In scenario A, Jim holds a remote job at Omnicorp.
In scenario B1, nothing changes.
In scenario B2, Jim is transferred into a job with the same responsibilities that is not remote. This raises Jim's expenses by $2,500 a month. It also raises Omnicorp's revenue by $X per month. X is the value you forgot to consider. What is it?
If, for example, it is -$500, then the total cost of transferring Jim is $36,000 per year. If we split that difference evenly between Jim and Omnicorp, Jim will receive a $12,000 raise... but Omnicorp will suffer a net loss of $18,000 per year, so it's hard to see why this would happen or who it helps.
If it's +$1,000, then the total cost of transferring Jim is $18,000 per year.

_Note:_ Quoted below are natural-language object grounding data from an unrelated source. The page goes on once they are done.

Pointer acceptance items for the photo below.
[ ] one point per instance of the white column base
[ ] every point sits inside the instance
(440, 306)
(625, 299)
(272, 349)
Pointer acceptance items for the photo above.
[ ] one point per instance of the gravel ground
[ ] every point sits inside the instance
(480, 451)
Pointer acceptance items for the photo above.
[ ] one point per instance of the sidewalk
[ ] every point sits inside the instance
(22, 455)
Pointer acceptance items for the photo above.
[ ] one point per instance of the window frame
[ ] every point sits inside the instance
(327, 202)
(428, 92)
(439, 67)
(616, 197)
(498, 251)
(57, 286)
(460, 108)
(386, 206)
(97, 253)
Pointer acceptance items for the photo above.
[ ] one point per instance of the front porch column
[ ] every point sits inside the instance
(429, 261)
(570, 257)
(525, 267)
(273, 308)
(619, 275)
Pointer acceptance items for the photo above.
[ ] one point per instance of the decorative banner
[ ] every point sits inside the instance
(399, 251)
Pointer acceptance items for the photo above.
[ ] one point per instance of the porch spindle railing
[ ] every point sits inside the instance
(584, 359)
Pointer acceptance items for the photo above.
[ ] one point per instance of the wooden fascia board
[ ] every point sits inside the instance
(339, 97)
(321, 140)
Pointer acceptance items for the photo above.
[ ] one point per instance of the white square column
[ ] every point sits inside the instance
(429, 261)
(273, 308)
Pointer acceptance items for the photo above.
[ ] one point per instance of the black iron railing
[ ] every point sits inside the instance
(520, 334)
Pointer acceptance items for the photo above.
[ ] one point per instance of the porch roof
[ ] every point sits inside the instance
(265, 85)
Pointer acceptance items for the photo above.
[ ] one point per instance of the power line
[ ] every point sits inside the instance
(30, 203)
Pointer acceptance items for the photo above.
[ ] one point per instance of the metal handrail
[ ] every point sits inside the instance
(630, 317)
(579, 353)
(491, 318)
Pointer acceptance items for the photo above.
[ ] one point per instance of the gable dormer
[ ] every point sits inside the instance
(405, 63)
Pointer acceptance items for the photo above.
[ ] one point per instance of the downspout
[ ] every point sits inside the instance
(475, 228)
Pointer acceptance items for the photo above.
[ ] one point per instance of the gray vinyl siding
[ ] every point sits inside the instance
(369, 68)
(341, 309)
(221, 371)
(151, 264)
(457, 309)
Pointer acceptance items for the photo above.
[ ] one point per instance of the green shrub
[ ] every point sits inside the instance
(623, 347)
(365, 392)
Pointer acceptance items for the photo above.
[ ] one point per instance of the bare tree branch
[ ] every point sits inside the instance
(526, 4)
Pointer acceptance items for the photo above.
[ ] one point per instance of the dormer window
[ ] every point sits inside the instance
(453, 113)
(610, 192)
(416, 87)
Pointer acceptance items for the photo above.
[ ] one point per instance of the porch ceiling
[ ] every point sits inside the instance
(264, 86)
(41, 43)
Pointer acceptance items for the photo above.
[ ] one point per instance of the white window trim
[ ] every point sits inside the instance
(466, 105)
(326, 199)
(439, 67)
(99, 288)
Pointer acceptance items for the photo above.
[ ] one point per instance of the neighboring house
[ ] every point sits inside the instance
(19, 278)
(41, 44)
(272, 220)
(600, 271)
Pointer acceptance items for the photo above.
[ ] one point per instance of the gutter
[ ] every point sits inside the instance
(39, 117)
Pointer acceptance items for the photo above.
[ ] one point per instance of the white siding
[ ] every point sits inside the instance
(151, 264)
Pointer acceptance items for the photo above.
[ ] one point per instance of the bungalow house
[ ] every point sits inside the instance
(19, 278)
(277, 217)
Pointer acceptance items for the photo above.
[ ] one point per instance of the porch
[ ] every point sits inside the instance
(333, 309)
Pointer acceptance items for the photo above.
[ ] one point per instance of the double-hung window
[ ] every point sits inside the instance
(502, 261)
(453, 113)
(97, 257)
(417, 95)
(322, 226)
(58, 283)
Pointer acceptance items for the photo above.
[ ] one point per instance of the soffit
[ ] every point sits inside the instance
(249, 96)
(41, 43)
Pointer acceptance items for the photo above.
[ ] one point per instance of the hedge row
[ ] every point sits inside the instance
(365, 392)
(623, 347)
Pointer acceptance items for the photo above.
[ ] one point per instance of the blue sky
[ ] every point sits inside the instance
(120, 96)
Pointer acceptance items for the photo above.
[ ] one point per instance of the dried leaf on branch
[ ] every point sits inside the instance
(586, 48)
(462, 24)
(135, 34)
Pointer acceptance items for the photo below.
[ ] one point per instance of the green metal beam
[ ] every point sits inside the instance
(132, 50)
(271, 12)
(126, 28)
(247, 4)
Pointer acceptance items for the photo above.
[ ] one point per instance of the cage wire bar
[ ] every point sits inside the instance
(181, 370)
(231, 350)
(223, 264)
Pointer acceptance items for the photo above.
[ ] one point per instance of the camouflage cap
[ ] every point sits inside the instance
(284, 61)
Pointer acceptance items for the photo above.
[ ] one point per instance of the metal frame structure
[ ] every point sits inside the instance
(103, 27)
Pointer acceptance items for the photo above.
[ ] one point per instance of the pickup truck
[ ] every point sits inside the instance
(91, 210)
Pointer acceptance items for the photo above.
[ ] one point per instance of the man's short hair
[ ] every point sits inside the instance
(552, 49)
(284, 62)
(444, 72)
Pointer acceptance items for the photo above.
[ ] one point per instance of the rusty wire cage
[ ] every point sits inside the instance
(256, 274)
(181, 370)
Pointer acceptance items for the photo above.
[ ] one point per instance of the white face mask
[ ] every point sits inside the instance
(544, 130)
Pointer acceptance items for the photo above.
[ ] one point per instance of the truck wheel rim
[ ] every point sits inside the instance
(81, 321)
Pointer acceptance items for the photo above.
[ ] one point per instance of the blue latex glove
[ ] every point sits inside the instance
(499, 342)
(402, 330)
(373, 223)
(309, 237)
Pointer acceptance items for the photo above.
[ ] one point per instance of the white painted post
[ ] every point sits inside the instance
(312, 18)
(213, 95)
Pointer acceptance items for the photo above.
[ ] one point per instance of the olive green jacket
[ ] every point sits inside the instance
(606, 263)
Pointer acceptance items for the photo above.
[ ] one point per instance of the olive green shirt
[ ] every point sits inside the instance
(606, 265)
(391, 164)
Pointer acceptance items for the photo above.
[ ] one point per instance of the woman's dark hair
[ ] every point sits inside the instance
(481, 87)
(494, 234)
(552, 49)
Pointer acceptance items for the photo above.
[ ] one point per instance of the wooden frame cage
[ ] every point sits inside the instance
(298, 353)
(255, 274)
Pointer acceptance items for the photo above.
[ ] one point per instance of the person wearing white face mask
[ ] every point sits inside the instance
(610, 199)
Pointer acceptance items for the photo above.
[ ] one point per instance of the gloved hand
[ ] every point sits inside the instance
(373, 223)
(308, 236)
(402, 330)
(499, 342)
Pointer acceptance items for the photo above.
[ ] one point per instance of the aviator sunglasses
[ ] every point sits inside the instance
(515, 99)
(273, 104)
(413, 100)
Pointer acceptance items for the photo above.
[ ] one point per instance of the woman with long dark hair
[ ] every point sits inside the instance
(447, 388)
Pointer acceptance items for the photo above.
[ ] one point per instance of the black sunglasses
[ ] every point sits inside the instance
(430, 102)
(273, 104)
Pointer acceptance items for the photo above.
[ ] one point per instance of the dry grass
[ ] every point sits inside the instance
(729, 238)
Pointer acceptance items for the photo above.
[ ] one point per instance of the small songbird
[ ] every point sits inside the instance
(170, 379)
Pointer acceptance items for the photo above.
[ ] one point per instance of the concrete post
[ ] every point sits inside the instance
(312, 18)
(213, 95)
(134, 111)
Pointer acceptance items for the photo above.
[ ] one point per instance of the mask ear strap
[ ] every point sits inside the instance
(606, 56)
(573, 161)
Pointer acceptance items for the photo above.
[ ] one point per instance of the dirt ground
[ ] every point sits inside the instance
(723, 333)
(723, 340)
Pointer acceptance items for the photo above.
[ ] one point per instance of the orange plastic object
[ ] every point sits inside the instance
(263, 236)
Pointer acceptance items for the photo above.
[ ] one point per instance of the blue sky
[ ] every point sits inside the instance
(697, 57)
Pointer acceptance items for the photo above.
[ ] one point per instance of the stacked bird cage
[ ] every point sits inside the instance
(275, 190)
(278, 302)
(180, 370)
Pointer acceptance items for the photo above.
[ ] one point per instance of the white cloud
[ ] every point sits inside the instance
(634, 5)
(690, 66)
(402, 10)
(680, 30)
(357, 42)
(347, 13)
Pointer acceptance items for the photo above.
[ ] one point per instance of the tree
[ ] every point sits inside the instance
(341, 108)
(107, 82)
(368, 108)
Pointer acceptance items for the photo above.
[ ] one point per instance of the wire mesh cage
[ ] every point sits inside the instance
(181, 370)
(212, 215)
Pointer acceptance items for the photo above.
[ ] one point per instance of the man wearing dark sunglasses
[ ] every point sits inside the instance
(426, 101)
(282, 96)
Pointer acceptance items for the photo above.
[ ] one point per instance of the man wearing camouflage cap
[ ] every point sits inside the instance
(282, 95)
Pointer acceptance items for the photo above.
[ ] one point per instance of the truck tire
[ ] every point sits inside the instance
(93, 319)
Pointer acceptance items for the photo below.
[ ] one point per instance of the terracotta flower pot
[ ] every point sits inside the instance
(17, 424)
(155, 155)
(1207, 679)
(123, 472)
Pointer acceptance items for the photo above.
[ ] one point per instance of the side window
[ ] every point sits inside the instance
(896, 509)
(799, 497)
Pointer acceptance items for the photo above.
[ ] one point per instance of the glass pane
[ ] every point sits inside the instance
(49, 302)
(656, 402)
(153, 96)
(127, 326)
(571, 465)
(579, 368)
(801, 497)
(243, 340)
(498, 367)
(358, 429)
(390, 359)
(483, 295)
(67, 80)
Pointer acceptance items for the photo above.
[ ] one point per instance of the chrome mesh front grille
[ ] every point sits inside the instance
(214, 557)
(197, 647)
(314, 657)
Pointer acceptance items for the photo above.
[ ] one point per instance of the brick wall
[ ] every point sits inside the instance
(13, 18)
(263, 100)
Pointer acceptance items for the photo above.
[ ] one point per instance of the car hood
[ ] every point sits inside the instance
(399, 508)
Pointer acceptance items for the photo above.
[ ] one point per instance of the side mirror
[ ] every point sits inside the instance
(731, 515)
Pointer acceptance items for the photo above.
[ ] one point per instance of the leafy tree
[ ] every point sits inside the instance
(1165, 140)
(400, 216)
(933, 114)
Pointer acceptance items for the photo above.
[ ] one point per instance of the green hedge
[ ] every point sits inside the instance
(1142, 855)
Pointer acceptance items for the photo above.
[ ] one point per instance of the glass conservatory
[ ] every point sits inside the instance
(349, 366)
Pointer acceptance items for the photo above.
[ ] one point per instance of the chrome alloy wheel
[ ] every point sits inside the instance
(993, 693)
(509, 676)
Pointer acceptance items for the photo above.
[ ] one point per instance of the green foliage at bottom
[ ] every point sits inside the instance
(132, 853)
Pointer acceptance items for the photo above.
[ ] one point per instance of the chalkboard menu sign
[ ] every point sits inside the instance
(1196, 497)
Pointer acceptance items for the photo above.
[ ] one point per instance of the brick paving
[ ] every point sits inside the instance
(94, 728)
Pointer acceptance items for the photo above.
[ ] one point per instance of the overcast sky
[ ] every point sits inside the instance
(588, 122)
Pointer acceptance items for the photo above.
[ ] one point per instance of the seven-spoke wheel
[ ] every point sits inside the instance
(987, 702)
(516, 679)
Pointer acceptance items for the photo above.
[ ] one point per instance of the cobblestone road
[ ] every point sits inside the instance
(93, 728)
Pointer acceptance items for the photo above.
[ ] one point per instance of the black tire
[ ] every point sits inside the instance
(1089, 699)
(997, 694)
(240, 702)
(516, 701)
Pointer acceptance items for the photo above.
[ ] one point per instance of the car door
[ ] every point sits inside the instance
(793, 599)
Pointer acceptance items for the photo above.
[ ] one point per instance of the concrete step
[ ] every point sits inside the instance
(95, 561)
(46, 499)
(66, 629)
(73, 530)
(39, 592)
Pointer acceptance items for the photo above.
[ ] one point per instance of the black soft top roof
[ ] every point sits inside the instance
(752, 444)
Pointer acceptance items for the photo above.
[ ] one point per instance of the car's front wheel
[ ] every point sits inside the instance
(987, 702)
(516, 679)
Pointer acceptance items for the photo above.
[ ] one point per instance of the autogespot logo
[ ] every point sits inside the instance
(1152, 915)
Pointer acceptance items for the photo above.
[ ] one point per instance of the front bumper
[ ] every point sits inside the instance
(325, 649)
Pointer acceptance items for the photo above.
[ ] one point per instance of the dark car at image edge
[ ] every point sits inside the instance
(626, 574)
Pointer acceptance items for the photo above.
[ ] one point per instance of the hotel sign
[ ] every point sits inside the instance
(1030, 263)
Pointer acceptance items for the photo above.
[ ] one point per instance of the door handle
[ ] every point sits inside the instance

Splitting that difference evenly means Jim gets a $21,000 raise, but again there is no reason this would actually take place, because the company is paying $21,000 a year in order to receive $12,000. Or, viewed another way, the transfer destroys value and you shouldn't expect it to happen.
If X is +$3,000, then the total cost of transferring Jim is -$6,000 per year. At this point the transfer makes sense and it should happen. Splitting the difference evenly means Jim will get a $33,000 raise.
At no point does it make any sense to consider leaving Jim where he is and giving him a $15,000 raise.